Values are encrypted using symmetric authenticated encryption using 256-bit AES-GCM with a random nonce. The key can be passed to deco on the command line using the --key flag or by setting the DECO_ENCRYPTION_KEY environment variable. During the validate, show and run steps, we recommend providing the key to the environment at runtime through a secrets manager.

The examples use the following key: d11bff052877151ef88e68374a509f38b91ff756d43757e5827bb30ba2b11aec.

The encryption subcommand provides management facilities to generate new encryption keys, decrypt values and encrypt values.

Manage encryption mechanisms for deco values.

Usage:
  deco encryption [command]

Available Commands:
  decrypt     Decrypt a value
  encrypt     Encrypt a value
  genkey      Generate a new encryption key

Flags:
  -h, --help   help for encryption

Global Flags:
      --config string   deco config file -- _not_ the control file (default is $HOME/.deco.yaml)
  -d, --dir string      Base directory for filtered files/templates
      --key string      256bit encryption key

Use "deco encryption [command] --help" for more information about a command.

Examples

Note: the examples directory has several working cases, including base64 encoding/decoding.

Basic usage with local filesystem

The most basic usage is a control file in the default location and simply running deco run.

deco run
[INFO] Using control from file /var/run/secrets/deco.json
...

Referencing a control file and setting a base directory

deco allows you to set a base directory for filtering. This directory will be prepended to the filter paths in the control file.

With the following params.json file:

{
    "filters": {
        "configdir/configfile.yaml": {
            "bar": "bar-app",
            "host01": "host01.example.org",
            "path01": "/tmp"
        }
    }
}

running

deco run params.json -d /app

If the template file /app/configdir/configfile.yaml exists, it will be written over in place, replacing {{ .bar }} with bar-app, {{ .host01 }} with host01.example.org, and {{ .path01 }} with /tmp.
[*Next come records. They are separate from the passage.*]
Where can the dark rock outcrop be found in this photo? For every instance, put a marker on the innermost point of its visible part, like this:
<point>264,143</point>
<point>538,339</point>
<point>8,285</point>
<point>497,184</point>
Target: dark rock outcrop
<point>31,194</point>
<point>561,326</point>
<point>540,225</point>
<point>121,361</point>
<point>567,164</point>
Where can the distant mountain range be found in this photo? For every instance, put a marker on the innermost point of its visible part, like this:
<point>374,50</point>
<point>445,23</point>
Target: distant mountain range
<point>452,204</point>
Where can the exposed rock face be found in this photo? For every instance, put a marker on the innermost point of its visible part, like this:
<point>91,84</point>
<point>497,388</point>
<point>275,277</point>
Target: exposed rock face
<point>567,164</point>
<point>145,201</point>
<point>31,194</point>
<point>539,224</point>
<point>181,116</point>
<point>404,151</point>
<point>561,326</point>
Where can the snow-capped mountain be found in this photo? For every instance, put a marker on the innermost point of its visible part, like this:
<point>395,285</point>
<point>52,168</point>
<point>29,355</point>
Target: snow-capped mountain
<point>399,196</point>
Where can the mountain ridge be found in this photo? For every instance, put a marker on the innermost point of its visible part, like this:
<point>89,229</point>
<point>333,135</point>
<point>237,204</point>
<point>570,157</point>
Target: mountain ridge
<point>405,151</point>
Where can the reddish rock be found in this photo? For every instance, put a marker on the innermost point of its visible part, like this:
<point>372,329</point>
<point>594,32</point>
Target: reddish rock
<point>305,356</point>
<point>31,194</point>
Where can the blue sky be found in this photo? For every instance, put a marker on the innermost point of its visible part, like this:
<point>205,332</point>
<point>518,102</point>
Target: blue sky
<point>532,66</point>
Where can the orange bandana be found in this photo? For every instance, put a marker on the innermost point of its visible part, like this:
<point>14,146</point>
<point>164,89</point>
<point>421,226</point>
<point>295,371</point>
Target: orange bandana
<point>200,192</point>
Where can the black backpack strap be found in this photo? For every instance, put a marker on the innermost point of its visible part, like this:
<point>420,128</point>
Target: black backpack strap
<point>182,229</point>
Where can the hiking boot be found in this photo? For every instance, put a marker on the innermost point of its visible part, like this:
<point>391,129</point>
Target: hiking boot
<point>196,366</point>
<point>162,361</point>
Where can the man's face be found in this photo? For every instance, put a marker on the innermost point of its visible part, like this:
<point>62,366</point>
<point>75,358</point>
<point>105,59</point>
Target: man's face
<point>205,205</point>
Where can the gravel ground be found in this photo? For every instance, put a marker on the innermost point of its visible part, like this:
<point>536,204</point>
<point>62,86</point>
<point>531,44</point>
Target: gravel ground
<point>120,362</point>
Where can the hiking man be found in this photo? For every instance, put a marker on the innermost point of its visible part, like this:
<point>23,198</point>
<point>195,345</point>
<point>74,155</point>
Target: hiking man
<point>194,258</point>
Use AWS SSM parameter store to get control file

if [ -n "$SSMPATH" ]; then
  echo "Getting config file from SSM Parameter Store (${SSMPATH}) ..."
  deco version
  if [[ $? -ne 0 ]]; then
    echo "ERROR: deco not found!"
    exit 1
  fi
  deco validate -e ssm://${SSMPATH} || exit 1
  deco run -e ssm://${SSMPATH}
else
  echo "ERROR: SSMPATH variable not set!"
  exit 1
fi

Author

E Camden Fisher camden.fisher@yale.edu Brandon Tassone brandon.tassone@yale.edu

License

The MIT License (MIT)

Copyright (c) 2022 Yale University

Permission is hereby granted, free of charge, to any person obtaining a copy of this software and associated documentation files (the "Software"), to deal in the Software without restriction, including without limitation the rights to use, copy, modify, merge, publish, distribute, sublicense, and/or sell copies of the Software, and to permit persons to whom the Software is furnished to do so, subject to the following conditions:

The above copyright notice and this permission notice shall be included in all copies or substantial portions of the Software.

THE SOFTWARE IS PROVIDED "AS IS", WITHOUT WARRANTY OF ANY KIND, EXPRESS OR IMPLIED, INCLUDING BUT NOT LIMITED TO THE WARRANTIES OF MERCHANTABILITY, FITNESS FOR A PARTICULAR PURPOSE AND NONINFRINGEMENT. IN NO EVENT SHALL THE AUTHORS OR COPYRIGHT HOLDERS BE LIABLE FOR ANY CLAIM, DAMAGES OR OTHER LIABILITY, WHETHER IN AN ACTION OF CONTRACT, TORT OR OTHERWISE, ARISING FROM, OUT OF OR IN CONNECTION WITH THE SOFTWARE OR THE USE OR OTHER DEALINGS IN THE SOFTWARE.